On the application of users ' registration of mobile Internet application of non-reversible encryption for security consideration

Source: Internet
Author: User

Mobile Internet applications today generally use a user registration mechanism to enhance user stickiness.

So for safety design. How should the user's password be transmitted? How to save in the cloud? I've been thinking about this for a long time. Summarize some of the following ideas. Mainly related to the use of non-reversible encryption principle.


If the user's registration/login process is carried out in a completely safe environment, you can design very easy: Register is to set the password directly saved, login is directly compared to password.

This process does not involve any encryption technology.

However, in practical applications. The entire process may be in an unsafe environment, such as the preservation of password system may be hacked, password transmission may be intercepted by hackers ...

。 In such an environment, how can you guarantee that your login process will not be disguised by other practical people? How does password not leak?


The following is the delivery of the password and the information derived from it (I call it trust information) during the registration and login process:

Note:

Mobile App Cloud Server
Password----> Transmission----> Durable storage

Login:

Mobile App Cloud Server

Password----> Transmission----> Comparison with persistent information


Because of the non-security of the delivery process, the pass-through steps for each more information. One more chance of information disclosure. In order to ensure the security of trust information, it is necessary to ensure that the transfer process of trust information is irreversible. such as hash encryption algorithm (such as md5,sha1,sha256, PBKDF2, bcrypt, etc.) can achieve this goal.

These algorithms ensure that upstream information (such as password) cannot be extrapolated from downstream information. In addition, such algorithms can ensure that the same input and parameters are calculated to get the same output, so that the cloud can compare the results of the two sides to determine whether the original information (such as password) is the same. To achieve the user authentication effect.

So, in terms of the above scenario. How do I encrypt the password at every link (e.g. transfer/save)?

Simply put, the user entered password at the time of the registration. The ability to do hash encryption first. After the network transfer, cloud Server received, and then do a hash encryption. And then save them. The process of logging in is similar to the information that cloud server Gets or uses after several (here is 2) hash encryption results.
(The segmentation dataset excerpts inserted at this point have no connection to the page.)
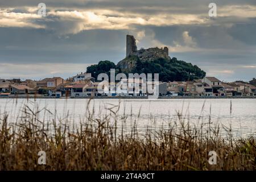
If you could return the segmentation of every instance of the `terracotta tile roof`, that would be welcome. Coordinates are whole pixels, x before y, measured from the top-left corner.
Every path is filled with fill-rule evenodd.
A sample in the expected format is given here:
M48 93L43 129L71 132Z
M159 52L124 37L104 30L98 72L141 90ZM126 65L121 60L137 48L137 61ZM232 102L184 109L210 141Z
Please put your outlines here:
M76 84L76 85L73 85L72 88L84 88L86 85L87 85L87 84Z
M9 88L9 84L0 84L0 88Z
M224 83L222 82L221 84L221 85L224 87L224 88L234 88L234 86L231 86L230 85L229 85L228 83Z
M207 76L207 77L205 77L205 78L207 78L207 79L210 80L210 81L212 81L212 82L221 82L221 81L220 80L214 77Z
M16 89L17 89L18 90L26 90L26 89L31 90L35 90L34 89L33 89L32 88L30 88L30 87L28 87L28 86L27 86L26 85L11 85L11 86L12 87L14 87L14 88L16 88Z

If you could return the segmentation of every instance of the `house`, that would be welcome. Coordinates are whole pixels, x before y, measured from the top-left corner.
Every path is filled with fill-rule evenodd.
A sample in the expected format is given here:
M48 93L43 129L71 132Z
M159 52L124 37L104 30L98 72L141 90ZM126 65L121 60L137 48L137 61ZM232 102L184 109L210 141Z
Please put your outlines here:
M77 74L76 76L73 77L73 81L84 81L85 80L92 80L92 81L95 81L95 79L92 77L90 73L81 73L81 74Z
M0 97L8 97L10 93L0 93Z
M54 88L60 84L65 84L66 81L61 77L46 78L36 81L37 88Z
M8 81L7 80L5 79L0 79L0 85L2 84L10 84L11 82L10 81Z
M199 96L213 96L213 89L208 84L203 82L201 80L195 80L193 85L195 86L196 92Z
M227 96L241 96L242 93L239 89L240 86L234 83L222 82L222 86L224 88L224 90Z
M173 94L179 93L179 84L176 81L168 82L166 84L167 94Z
M249 84L256 86L256 79L253 78L252 80L249 81Z
M32 88L36 88L36 82L32 80L26 80L19 83L19 85L24 85Z
M185 96L198 96L198 93L196 91L196 85L194 85L194 81L185 82Z
M85 89L88 86L86 84L79 84L72 86L71 88L72 97L86 96Z
M66 82L59 85L55 89L55 96L57 97L71 96L71 90L74 85L73 82Z
M20 78L13 78L11 80L7 80L7 81L10 81L11 84L20 84L22 81Z
M160 82L158 84L158 90L160 96L166 96L167 94L167 83Z
M61 77L53 77L47 80L47 87L56 87L59 85L65 82L66 81Z
M0 93L9 92L9 84L0 84Z
M234 82L240 86L239 91L243 96L256 96L256 86L242 81L236 81Z
M35 94L36 90L24 85L11 84L9 85L9 90L12 94Z
M216 77L207 76L202 79L202 82L212 88L213 96L224 96L225 95L224 88L221 85L221 81Z

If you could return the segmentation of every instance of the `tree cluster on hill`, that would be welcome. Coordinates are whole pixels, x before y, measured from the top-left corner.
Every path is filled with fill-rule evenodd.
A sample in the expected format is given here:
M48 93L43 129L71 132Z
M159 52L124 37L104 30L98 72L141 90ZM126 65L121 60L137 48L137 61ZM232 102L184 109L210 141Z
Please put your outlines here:
M123 72L127 76L128 73L159 73L159 81L189 81L202 78L205 76L205 72L197 65L177 60L176 57L170 60L160 58L154 61L143 61L138 59L136 65L129 73L127 71L122 71L112 61L101 61L97 64L88 67L86 72L91 73L92 76L97 78L98 75L101 73L109 76L110 69L115 69L115 73Z

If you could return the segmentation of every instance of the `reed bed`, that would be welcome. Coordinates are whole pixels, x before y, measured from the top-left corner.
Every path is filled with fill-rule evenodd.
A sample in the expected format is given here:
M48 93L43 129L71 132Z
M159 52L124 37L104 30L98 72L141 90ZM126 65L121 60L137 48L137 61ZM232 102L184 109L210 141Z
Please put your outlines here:
M47 108L39 110L27 105L16 121L10 121L7 113L0 115L0 170L256 169L255 138L234 139L231 126L224 129L228 136L223 138L210 117L204 124L191 125L177 112L179 125L154 133L148 130L141 136L136 126L139 116L120 115L118 108L113 106L109 114L98 117L88 108L79 121L60 119ZM39 116L46 112L52 118ZM126 133L124 125L118 123L127 122L133 124ZM38 163L40 151L46 152L45 165ZM208 162L210 151L217 154L215 165Z

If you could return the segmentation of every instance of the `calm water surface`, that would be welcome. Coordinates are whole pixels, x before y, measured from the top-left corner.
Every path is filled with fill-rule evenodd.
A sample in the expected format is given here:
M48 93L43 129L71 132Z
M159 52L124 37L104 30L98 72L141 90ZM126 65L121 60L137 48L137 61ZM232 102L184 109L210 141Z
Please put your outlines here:
M79 122L85 118L88 108L98 117L109 115L109 109L111 109L118 115L129 116L125 124L127 128L136 121L138 130L143 134L147 128L156 131L168 128L170 124L179 121L177 113L179 113L183 121L192 125L208 123L210 117L213 125L221 127L231 125L235 137L256 134L255 99L96 99L91 100L89 105L88 101L88 99L37 99L35 102L33 99L2 98L0 114L7 113L9 121L15 121L21 117L24 105L31 108L36 106L38 110L47 108L53 114L41 112L44 119L53 117L61 119L68 114L75 122ZM121 125L118 123L119 126Z

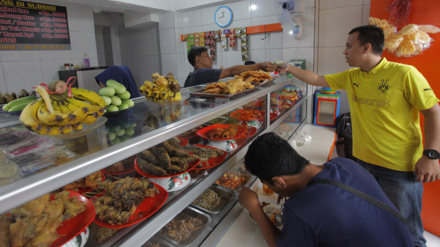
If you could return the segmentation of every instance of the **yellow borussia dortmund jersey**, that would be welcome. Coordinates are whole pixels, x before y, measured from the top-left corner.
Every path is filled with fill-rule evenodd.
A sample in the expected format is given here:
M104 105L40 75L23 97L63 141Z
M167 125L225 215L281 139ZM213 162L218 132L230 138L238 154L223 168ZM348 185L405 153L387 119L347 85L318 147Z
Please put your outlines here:
M351 69L325 80L331 89L346 91L353 154L386 168L413 171L423 151L419 110L439 102L421 73L384 58L368 73Z

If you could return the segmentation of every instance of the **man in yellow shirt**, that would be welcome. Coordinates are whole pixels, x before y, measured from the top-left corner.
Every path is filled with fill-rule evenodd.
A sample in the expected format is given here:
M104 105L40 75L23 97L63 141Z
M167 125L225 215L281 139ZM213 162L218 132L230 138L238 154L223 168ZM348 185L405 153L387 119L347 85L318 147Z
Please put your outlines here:
M351 67L318 75L289 65L289 72L314 86L345 89L353 128L353 154L376 178L406 220L416 246L426 246L420 216L423 185L440 179L440 107L413 67L382 58L384 33L361 26L349 33L344 55ZM425 118L422 143L419 112Z

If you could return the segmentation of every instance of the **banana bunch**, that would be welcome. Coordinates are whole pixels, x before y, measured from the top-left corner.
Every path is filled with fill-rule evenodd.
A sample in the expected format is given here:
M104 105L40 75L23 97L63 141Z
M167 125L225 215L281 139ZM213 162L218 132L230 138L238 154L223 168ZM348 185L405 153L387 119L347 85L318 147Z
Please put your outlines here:
M174 76L164 78L158 73L155 73L152 78L153 82L146 80L140 89L140 91L145 94L146 99L155 102L182 99L180 86Z
M56 84L58 85L56 86ZM63 81L53 82L48 87L50 91L56 91L56 87L63 88L63 84L65 85ZM82 124L94 123L105 111L105 102L102 98L89 90L72 88L74 97L71 98L67 97L67 91L50 95L41 86L35 91L41 98L24 108L20 115L20 121L28 130L40 134L67 134L80 130Z

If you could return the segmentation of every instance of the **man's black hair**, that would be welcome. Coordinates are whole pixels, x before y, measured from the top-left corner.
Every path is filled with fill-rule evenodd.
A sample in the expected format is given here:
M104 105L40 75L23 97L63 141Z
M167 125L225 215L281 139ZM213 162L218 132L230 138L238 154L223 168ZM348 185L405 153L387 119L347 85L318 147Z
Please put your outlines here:
M308 164L309 161L287 141L274 132L263 134L255 139L245 156L246 169L272 185L273 177L298 174Z
M204 52L208 52L208 48L206 47L194 47L188 51L188 61L194 67L195 64L195 58L201 56Z
M385 37L384 30L376 25L363 25L355 27L349 32L349 34L358 32L358 40L361 45L370 43L373 51L375 54L382 55L384 51L384 43Z

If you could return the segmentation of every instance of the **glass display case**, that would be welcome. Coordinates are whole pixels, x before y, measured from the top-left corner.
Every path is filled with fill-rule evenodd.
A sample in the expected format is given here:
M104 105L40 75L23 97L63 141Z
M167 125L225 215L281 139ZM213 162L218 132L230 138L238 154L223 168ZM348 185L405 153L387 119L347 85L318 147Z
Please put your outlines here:
M255 180L241 161L249 144L267 132L290 139L305 124L306 89L287 76L227 97L199 95L192 93L198 89L182 89L184 99L179 102L166 105L138 98L133 108L106 114L106 121L89 132L72 137L36 135L21 126L17 116L0 113L1 148L7 157L1 166L14 167L8 176L13 179L0 177L0 213L98 172L102 174L98 178L101 176L108 180L146 176L167 191L163 204L146 218L126 227L103 229L93 223L89 226L91 235L86 246L151 246L154 243L147 240L166 239L158 232L187 208L184 217L200 212L207 215L198 235L202 237L192 237L191 246L212 245L230 225L234 214L241 210L236 190ZM234 132L228 132L228 128ZM213 134L221 130L219 136ZM188 161L188 168L179 175L166 171L173 175L168 178L146 171L140 154L162 147L175 137L181 146L198 145L221 151L204 163L192 165ZM224 207L213 213L190 205L212 187L230 196ZM95 196L89 190L78 188L80 193L93 200ZM96 232L109 237L98 239ZM173 241L164 242L164 246L178 246Z

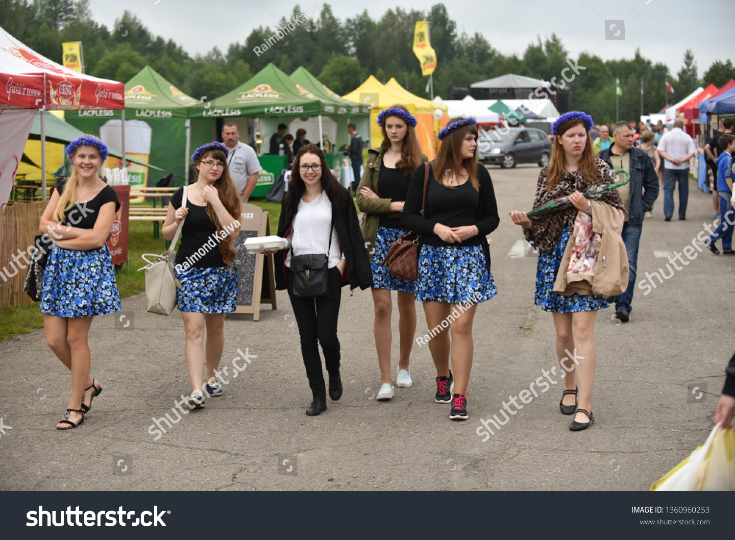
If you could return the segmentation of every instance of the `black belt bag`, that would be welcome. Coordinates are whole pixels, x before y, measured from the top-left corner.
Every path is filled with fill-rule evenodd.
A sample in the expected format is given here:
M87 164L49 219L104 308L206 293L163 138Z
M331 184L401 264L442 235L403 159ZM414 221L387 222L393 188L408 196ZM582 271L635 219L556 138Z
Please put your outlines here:
M329 293L329 251L331 250L331 225L329 246L324 253L291 255L291 273L293 274L294 296L326 296Z

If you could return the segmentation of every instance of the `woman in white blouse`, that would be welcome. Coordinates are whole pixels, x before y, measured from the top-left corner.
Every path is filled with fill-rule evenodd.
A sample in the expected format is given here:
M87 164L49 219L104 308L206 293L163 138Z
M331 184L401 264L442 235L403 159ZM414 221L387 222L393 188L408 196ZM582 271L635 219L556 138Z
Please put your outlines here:
M294 160L278 234L288 245L276 253L276 288L288 291L313 397L306 414L316 416L326 409L318 344L321 345L329 375L329 397L337 400L343 392L337 336L341 288L349 284L351 289L367 289L373 284L373 276L352 197L334 178L323 153L315 145L301 147ZM323 296L296 296L292 257L311 253L328 256L329 290Z

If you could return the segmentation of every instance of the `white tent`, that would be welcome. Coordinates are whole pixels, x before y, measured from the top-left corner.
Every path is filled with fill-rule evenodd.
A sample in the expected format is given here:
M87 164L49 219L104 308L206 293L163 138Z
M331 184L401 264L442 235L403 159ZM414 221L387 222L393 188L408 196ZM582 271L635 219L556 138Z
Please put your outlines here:
M478 101L470 96L462 101L442 100L438 96L434 98L434 102L446 105L448 108L449 118L455 116L472 117L478 123L497 123L501 117L495 112L478 104Z
M703 90L704 90L704 88L703 88L702 87L700 87L699 88L698 88L697 90L695 90L694 92L692 92L691 94L689 94L689 96L687 96L686 98L684 98L684 99L682 99L681 101L679 101L677 104L675 104L672 105L668 109L666 109L666 119L667 120L673 120L674 118L676 118L676 111L678 109L678 108L680 107L681 107L682 105L686 104L686 103L690 99L692 99L692 98L695 98Z

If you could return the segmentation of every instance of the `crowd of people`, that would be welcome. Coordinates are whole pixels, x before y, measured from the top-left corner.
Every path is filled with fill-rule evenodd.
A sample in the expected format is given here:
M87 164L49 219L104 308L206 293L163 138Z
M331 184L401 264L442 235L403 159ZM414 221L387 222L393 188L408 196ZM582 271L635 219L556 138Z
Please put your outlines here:
M278 226L286 246L265 252L275 255L276 287L287 290L296 320L312 398L306 414L323 412L327 393L332 400L343 395L337 321L341 289L349 286L372 291L381 376L377 399L388 401L395 392L390 323L395 290L400 343L396 386L412 384L409 361L415 305L420 302L429 329L425 337L437 372L434 400L451 404L451 420L466 420L473 323L479 305L498 294L487 236L500 218L492 179L478 162L476 122L451 119L438 134L442 144L431 162L421 153L416 118L405 107L384 110L378 123L383 140L368 153L354 203L331 173L322 150L306 141L305 133L297 132L292 180ZM688 170L682 166L688 168L692 145L681 122L675 121L673 128L662 134L657 146L656 137L662 130L637 133L635 127L625 121L596 126L581 112L562 115L552 126L551 160L539 175L533 207L561 198L567 198L570 205L532 217L509 212L539 252L535 303L552 313L558 359L567 372L559 408L562 414L574 415L569 428L574 431L594 422L597 312L614 302L618 318L629 320L644 216L658 197L662 160L667 221L673 213L675 185L684 173L688 180ZM712 157L718 164L717 189L724 216L732 211L735 137L726 132L732 131L731 120L721 127L725 132L709 146L715 151ZM284 125L279 133L287 140ZM186 337L184 356L192 387L186 403L190 408L202 408L207 397L223 393L217 368L225 314L234 310L237 290L233 242L239 234L241 201L251 192L251 179L258 172L249 147L239 142L236 125L225 124L223 140L224 144L211 143L194 152L196 181L172 196L162 228L167 240L177 231L182 233L176 300ZM271 149L274 142L279 148L283 144L271 139ZM93 317L121 309L105 243L119 201L98 176L107 147L85 136L67 151L72 174L54 192L40 222L42 232L54 230L60 235L50 251L40 295L47 342L71 372L71 395L66 414L56 426L60 430L84 422L93 397L102 391L90 375L87 335ZM619 181L621 170L628 173L629 183L611 187ZM686 192L681 182L678 187L678 215L683 220ZM586 196L595 190L600 192L597 196ZM80 204L92 212L81 222L71 220L70 213ZM363 213L362 223L355 204ZM735 253L728 243L732 229L716 230L709 239L710 248L722 239L725 253ZM409 233L418 235L417 276L412 281L394 275L384 264L392 245ZM179 264L211 238L217 239L217 249L190 266ZM598 264L599 253L608 253L606 264ZM580 362L578 358L584 359ZM718 422L732 421L734 378L735 356L728 367Z

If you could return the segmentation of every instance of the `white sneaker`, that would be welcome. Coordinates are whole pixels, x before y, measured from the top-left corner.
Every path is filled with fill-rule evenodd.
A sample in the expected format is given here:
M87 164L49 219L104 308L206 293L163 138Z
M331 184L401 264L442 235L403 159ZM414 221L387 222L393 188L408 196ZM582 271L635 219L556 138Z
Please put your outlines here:
M386 383L380 387L380 392L378 392L378 396L376 399L379 401L384 401L385 400L392 399L394 395L395 392L393 392L393 385Z
M408 388L413 381L411 380L411 372L408 370L398 370L398 376L395 378L395 386L398 388Z

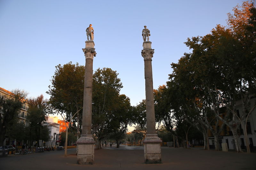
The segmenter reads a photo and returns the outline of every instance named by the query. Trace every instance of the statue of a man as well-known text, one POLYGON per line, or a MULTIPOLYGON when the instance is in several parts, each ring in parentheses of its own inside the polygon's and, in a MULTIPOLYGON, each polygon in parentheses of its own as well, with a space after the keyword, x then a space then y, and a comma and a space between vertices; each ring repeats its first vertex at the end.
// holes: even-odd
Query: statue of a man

By contrast, there's a lot of article attention right now, but the process of password to cloud server after hashing.

In fact, a complex system may have multiple risk-of-exposure links, so it needs to be one by one identified and add the necessary hash encryption steps.

In detail, such as the above register or login process, assume that only a first-level hash encryption. Although the effect of protecting the original password is achieved. But there is still a security risk: Assuming that the cloud is encrypted before it is saved, the transfer process still uses password plaintext. There is a risk of leakage.

The inverse assumes that the hash is encrypted before transmission, once the hash has been compromised. Then easy is forged login:.


To summarize:

In the process of transferring trust information from a high trust domain to a low trust domain, the non-reversible hash encryption process can effectively control the high trust level of information that spreads directly to the lower trusting domain. Suppose there are multiple levels of such a scenario in a system. That should be done more than once using irreversible encryption.


Note:
1) The above mentioned one irreversible cryptographic processing does not mean that it can only be a hash encryption algorithm iteration. In fact, in order to increase the strength of the algorithm, it is sometimes possible to use a very multiple hash encryption algorithm iteration.
2) in irreversible encryption processing, it is often necessary to add salt value. In order to resist the Rainbow watch attack, there is no specific elaboration here.


On the application of users ' registration of mobile Internet application of non-reversible encryption for security consideration

Contact Us

The content source of this page is from Internet, which doesn't represent Alibaba Cloud's opinion; products and services mentioned on that page don't have any relationship with Alibaba Cloud. If the content of the page makes you feel confusing, please write us an email, we will handle the problem within 5 days after receiving your email.

If you find any instances of plagiarism from the community, please send an email to: info-contact@alibabacloud.com and provide relevant evidence. A staff member will contact you within 5 working days.

A Free Trial That Lets You Build Big!

Start building with 50+ products and up to 12 months usage for Elastic Compute Service

  • Sales Support

    1 on 1 presale consultation

  • After-Sales Support

    24/7 Technical Support 6 Free Tickets per Quarter Faster Response

  • Alibaba Cloud offers highly flexible support services tailored to meet your exact needs.